What fascinates me isn’t that Indonesian women travel to Malaysia to sell sex. That part is boringly predictable in a region built on labour arbitrage and moral hypocrisy. What fascinates me is how calmly, strategically, and unsentimentally these women talk about it when no one is trying to rescue them. No violins, no sob stories. Just arithmetic. Two weeks here equals six months there. A few clients a day beats a factory shift that barely covers rice and school shoes. End of discussion.

And yet—oh, the theatre we build around it. The officials cluck about “admissions,” as if these women have just confessed to a crime against the nation rather than described a business model. The newspapers talk about “syndicates,” even when the real infrastructure is a cousin’s phone number and a Telegram group called something euphemistic like “Spa Friends KL.” Everyone wants a villain or a victim. No one wants a woman making a constrained but conscious choice.

What really gets me is the double performance required. In Malaysia, invisibility. Don’t attract attention, don’t look too local, don’t look too foreign. In Indonesia, respectability cosplay. “Kerja di salon” (working in a salon). “Jaga toko” (helping in a shop). A little gold bracelet here, a new phone there, but never too much. Prosperity, yes—but modestly, so nobody asks uncomfortable questions.

And we should talk about that silence. Families often know. Not fully, not explicitly, but enough. Money arrives regularly. Questions stop. Morality becomes flexible when school fees are due. That silence is not ignorance; it’s a social contract. You don’t embarrass us, we don’t interrogate you.

What irritates me most is how quickly society reaches for pity while refusing respect. These women are not liberated icons, but they are not fools either. They understand risk. They understand shame. They understand that this is temporary—at least psychologically—even if temporariness keeps stretching.
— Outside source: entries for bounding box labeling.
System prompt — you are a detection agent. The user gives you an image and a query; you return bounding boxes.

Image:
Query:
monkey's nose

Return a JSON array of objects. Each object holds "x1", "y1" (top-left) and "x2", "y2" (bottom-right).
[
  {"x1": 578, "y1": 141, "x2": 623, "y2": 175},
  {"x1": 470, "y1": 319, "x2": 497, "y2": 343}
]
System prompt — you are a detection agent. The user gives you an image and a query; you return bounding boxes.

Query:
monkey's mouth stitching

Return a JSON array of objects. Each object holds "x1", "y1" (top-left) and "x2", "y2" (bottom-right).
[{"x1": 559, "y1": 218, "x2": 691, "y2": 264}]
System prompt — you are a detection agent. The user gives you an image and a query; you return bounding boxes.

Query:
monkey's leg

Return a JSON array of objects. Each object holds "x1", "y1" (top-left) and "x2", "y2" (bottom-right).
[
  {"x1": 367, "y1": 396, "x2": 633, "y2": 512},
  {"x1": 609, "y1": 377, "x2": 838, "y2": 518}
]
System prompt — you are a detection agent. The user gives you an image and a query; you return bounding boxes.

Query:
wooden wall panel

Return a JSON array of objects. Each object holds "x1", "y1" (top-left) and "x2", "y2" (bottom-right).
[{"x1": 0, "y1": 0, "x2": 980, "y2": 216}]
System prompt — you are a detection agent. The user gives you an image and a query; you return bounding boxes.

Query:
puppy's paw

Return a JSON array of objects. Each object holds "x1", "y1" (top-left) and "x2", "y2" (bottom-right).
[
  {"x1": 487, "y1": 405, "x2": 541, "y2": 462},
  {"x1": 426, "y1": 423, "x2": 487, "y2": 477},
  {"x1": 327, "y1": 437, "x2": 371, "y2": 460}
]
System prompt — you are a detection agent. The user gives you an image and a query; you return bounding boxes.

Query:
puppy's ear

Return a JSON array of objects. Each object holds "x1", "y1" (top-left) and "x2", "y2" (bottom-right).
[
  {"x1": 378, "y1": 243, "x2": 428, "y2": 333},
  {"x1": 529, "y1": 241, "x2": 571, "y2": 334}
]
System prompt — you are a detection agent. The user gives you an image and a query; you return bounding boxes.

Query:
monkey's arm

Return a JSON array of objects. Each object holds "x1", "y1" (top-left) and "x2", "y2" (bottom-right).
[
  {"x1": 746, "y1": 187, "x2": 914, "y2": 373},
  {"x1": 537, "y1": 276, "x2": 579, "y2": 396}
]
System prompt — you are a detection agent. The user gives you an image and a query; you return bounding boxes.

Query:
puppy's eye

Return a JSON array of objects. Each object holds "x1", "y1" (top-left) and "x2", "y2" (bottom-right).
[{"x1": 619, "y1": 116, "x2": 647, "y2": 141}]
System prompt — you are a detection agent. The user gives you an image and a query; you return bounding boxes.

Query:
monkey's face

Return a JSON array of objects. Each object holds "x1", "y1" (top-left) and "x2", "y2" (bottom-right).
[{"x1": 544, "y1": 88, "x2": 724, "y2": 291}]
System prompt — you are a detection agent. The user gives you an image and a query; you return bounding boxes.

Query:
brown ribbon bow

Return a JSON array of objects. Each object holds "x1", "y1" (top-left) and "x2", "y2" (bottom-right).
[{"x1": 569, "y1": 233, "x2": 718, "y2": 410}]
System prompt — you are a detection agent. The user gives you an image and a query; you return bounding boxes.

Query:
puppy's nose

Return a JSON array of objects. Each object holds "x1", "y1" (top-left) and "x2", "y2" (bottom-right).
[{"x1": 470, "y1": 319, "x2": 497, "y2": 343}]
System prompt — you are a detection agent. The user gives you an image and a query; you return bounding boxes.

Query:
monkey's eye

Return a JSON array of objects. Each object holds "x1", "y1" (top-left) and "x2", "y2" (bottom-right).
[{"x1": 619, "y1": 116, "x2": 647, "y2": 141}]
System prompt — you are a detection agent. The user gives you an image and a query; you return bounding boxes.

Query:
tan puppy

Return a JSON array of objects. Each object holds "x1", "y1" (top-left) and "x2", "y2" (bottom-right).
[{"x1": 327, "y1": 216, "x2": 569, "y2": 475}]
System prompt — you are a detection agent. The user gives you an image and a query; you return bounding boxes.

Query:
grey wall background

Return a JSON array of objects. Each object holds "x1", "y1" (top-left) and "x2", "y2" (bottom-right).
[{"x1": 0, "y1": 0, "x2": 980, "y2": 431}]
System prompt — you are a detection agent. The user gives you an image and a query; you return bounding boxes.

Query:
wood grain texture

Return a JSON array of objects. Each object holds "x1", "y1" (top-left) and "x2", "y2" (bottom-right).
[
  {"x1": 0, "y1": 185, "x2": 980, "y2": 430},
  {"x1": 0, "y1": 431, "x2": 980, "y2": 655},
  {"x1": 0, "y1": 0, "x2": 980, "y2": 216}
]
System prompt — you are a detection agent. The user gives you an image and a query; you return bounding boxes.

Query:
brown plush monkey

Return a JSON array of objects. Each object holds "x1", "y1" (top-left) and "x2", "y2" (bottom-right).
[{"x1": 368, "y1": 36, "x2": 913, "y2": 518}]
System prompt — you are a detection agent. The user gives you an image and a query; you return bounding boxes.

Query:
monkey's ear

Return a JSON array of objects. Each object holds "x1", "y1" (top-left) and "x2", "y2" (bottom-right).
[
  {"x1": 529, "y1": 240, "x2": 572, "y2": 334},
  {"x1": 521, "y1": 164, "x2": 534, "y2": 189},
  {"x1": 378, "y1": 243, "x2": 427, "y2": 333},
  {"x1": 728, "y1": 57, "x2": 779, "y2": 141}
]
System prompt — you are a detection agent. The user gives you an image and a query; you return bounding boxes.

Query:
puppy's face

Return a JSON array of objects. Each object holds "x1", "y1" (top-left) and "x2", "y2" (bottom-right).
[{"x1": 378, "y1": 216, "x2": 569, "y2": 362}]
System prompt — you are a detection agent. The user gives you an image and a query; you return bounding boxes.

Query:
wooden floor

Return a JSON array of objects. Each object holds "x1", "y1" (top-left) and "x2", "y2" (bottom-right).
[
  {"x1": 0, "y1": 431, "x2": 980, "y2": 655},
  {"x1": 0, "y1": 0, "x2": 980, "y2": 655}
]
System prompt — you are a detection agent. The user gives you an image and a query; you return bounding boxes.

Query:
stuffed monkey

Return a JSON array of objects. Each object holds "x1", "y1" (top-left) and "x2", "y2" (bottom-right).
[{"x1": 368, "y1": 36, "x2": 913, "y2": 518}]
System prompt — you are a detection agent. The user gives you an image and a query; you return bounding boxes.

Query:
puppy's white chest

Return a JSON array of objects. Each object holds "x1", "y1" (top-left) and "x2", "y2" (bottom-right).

They are managing borders, laws, desire, and stigma with more sophistication than the men who claim authority over their lives.

So spare me the sanctimony. If governments really cared, they’d ask why short-term sex work across borders makes more economic sense than any “respectable” job available at home. Until then, these women will keep travelling, keep lying politely, and keep surviving in the narrow space between necessity and judgment. And honestly? Given the options, I can’t say they’re irrational.